Qadgop, I’ve never had a problem with shells sticking together. They have a tendency to nest a little, but I don’t usually get huge clumps like you’re talking about. Do you add your sauce immediately after draining them?

If you’re looking to switch to a pasta with less tendency to snuggle, you can try cavatelli, but they’re harder to find than shells or the other basics. I’ve used them in the past and I find they do a pretty good job of filling up with delicious sauciness.

[juliachild]
…and stuff with a sauce to meat and vegetable ratio of 33.3% equidistant to the inclined curvature of the shells circumference…
[/juliachild]

:eek:

haha that’s why I make rigatoni and ziti (or penne) together; I like the occasional nested bits

The best way to find cavatellis is to make them yourself. It’s not hard to make the dough, and you can learn to “cavat”* easily as long as you have at least 2 fingers on one hand. My great-grandmother taught me when I was about 8 years old (taught me, my sister and our 2 cousins, actually).

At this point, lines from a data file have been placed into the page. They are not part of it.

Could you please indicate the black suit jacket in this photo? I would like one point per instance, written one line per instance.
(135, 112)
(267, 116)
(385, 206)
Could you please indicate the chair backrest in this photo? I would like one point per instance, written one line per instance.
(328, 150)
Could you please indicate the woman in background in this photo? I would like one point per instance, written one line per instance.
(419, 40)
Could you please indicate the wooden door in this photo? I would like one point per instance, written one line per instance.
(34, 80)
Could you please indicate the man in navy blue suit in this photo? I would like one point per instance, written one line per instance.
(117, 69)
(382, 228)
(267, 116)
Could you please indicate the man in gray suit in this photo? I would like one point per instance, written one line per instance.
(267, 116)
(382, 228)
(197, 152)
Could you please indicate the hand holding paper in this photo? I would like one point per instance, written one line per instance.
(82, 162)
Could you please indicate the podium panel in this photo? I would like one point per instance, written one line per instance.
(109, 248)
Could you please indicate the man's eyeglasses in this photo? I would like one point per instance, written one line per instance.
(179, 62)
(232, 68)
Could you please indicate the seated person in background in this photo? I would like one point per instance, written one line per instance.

And once you know how to cavat, it’s just a different type of dough to make gnocchi. Mmmmmmmm potato bombs.

*I have no idea if this is a real Italian word, but it’s what both my great-grandmother and my grandmother used to use for “the act of making cavatelli”.

I’ve heard it’s used to keep the water from boiling over, rather than keeping it from clumping. I don’t see how a pool of oil on top your water would keep your pasta from sticking to itself, and this site agrees (although says nothing about the anti-boiling over properties.) Pasta water should also be generously salted (“as salty as the seawater” is the usual rule of thumb). I find pasta cooked in un- or undersalted water to be bland. Oiling afterwards keeps the sauce from sticking to the pasta properly, so that’s out, too.

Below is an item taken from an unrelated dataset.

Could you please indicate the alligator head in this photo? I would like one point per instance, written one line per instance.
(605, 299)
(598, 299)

So, sorry, no help on the nesting issue. I don’t have any problems, just make sure you get a good, rolling boil going and are using enough water:pasta.

In Italian a ‘cava’ is a pit or a hollow. Cavatelli would be little hollows.

Qadgop it could also be the make of pasta you are using, some cook better than others.
This summer we were in England and my sister had the supermarket brand penne that cooked in 5 minutes. They were awful. Italian penne take 11 minutes to cook to al dente and hold their shape after cooking.